The mass was first performed at the chapel on 11 September 1887, conducted by the composer. Zdenka Hlávka, the architect's wife, and Dvořák's wife Anna were among the soloists. The first public performance was on 15 April 1888 at the municipal theatre of Plzeň, now with an ensemble of two harmoniums, cello and double bass.

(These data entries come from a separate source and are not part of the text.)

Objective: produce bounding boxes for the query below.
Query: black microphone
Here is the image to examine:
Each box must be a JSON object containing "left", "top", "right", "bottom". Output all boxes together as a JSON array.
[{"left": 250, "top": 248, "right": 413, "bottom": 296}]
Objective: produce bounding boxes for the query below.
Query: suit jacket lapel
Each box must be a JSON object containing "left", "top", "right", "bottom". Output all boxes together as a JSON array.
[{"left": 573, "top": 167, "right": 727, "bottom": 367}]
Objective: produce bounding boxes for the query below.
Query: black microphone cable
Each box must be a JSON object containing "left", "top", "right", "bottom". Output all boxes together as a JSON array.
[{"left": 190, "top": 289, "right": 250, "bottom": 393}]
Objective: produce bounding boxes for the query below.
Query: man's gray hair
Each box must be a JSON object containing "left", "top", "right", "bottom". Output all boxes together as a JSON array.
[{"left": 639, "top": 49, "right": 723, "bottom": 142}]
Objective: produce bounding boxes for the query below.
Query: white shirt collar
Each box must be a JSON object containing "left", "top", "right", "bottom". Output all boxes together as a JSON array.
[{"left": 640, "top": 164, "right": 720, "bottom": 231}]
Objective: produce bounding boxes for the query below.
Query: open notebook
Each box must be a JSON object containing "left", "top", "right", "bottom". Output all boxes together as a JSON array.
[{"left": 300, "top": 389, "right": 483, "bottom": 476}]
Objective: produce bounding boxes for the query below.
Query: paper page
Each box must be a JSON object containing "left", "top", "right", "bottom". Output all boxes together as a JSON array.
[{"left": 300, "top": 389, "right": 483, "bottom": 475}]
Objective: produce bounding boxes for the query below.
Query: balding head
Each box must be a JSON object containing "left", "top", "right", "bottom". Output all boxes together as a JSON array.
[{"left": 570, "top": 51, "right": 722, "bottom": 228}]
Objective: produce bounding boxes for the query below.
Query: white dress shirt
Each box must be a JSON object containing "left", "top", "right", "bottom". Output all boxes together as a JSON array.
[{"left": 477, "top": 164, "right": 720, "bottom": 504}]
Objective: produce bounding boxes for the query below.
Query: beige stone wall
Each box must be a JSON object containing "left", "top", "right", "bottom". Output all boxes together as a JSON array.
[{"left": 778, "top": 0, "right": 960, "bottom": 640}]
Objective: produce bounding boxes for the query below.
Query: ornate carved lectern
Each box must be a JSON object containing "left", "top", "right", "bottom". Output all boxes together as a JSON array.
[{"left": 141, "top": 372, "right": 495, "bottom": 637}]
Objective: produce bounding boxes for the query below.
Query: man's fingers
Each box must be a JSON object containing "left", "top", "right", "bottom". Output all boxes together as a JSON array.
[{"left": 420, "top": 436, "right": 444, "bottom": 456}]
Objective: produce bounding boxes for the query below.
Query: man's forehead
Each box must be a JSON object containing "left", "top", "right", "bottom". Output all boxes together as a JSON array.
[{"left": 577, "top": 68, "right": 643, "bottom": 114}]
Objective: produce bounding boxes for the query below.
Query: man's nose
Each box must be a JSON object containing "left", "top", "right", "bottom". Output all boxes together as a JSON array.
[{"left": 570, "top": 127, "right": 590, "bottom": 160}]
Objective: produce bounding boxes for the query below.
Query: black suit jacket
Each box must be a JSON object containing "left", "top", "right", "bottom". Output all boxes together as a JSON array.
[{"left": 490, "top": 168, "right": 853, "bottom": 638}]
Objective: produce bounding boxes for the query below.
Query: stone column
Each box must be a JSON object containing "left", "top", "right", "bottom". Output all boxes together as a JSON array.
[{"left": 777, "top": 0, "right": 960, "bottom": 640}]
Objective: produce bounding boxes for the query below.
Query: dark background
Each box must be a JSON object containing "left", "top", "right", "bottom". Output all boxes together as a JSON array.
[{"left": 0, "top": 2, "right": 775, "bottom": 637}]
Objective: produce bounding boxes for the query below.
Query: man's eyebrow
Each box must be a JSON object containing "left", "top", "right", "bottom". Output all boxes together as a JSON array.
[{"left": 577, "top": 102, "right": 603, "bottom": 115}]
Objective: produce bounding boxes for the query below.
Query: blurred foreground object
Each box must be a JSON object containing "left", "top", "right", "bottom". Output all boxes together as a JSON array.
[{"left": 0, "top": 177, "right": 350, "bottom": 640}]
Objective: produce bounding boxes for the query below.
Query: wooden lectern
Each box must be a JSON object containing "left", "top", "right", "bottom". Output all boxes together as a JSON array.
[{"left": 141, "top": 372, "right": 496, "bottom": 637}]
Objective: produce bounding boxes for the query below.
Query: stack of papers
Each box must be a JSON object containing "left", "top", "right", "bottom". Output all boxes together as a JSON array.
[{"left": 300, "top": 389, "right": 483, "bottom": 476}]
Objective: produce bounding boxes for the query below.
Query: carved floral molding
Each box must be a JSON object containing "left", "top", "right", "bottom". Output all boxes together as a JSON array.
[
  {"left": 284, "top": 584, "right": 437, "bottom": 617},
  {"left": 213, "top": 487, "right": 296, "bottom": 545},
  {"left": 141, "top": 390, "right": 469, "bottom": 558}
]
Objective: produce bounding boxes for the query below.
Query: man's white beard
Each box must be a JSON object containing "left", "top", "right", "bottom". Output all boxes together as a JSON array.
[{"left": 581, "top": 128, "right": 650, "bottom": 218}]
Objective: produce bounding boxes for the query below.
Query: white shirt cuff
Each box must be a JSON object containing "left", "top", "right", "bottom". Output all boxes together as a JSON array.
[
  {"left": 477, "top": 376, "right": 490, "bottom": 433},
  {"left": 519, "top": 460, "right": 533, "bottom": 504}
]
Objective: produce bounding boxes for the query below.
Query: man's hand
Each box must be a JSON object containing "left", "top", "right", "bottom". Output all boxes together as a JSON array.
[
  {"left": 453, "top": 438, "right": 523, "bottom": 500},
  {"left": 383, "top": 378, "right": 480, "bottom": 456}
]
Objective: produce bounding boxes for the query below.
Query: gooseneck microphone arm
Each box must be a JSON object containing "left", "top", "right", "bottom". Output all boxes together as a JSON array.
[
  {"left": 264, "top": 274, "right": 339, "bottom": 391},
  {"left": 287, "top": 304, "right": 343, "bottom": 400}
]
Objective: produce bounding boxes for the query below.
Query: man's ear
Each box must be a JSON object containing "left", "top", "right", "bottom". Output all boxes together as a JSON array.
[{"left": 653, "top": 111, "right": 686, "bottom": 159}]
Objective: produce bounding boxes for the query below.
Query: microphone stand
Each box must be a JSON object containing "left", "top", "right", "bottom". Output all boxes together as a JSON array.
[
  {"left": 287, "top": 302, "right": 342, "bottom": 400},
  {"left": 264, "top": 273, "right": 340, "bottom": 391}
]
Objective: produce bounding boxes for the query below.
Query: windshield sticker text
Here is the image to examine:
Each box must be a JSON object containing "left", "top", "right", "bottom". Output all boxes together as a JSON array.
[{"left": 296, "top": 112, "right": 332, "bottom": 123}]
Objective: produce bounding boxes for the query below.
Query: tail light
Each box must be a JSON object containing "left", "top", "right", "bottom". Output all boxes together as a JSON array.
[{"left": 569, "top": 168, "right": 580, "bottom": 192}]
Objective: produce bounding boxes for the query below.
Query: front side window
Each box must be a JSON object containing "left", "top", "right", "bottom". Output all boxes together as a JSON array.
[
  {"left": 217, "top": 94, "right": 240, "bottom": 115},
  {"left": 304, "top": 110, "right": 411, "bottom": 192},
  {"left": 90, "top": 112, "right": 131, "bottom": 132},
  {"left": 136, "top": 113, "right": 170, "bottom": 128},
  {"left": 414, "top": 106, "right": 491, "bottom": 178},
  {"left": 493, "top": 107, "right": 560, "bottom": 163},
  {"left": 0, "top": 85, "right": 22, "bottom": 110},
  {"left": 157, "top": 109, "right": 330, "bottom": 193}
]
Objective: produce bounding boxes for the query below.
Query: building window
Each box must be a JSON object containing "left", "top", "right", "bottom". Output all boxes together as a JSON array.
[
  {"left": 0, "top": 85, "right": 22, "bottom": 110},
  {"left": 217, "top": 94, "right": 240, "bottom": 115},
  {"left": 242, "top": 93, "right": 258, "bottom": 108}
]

The mass is numbered Op. 76 in the autograph, but his publisher Fritz Simrock gave this number to the Fifth Symphony. Simrock was not interested in the mass. It was published in 1893 by Novello in London as Op. 86, with an orchestration by the composer. This version was first performed on 11 March 1893 at the London Crystal Palace, conducted by August Manns. The organ version was published by R. Carl in Saarbrücken in 1963. Bärenreiter published a critical edition of the organ version, including the added parts for cello and bass, regarded as authentic by the composer.

== Scoring ==
Organ version (1887):
- Soloists: soprano, alto, tenor, bass
- Choir SATB
- Organ

Orchestral version (1892):
- Soloists and small choir SATB
- 2 oboes, 2 bassoons, 3 horns, 2 trumpets, 3 trombones, timpani, string instruments, organ

== Structure ==
The work is structured as the mass text prescribes, with most parts performed by both soloists and choir. It takes about 40 minutes to perform.

1. Kyrie (Andante con moto)
2. Gloria (Allegro vivace)
3. Credo (Allegro ma non troppo)
4. Sanctus (Allegro maestoso)
5. Benedictus (Lento)
6. Agnus Dei (Andante)

The work is intentionally kept simple. It is basically written for choir, with only occasional lines for soloists, and technically not difficult. The composer achieves expressiveness with simple means, such as folksong-like tunes in rich harmonies.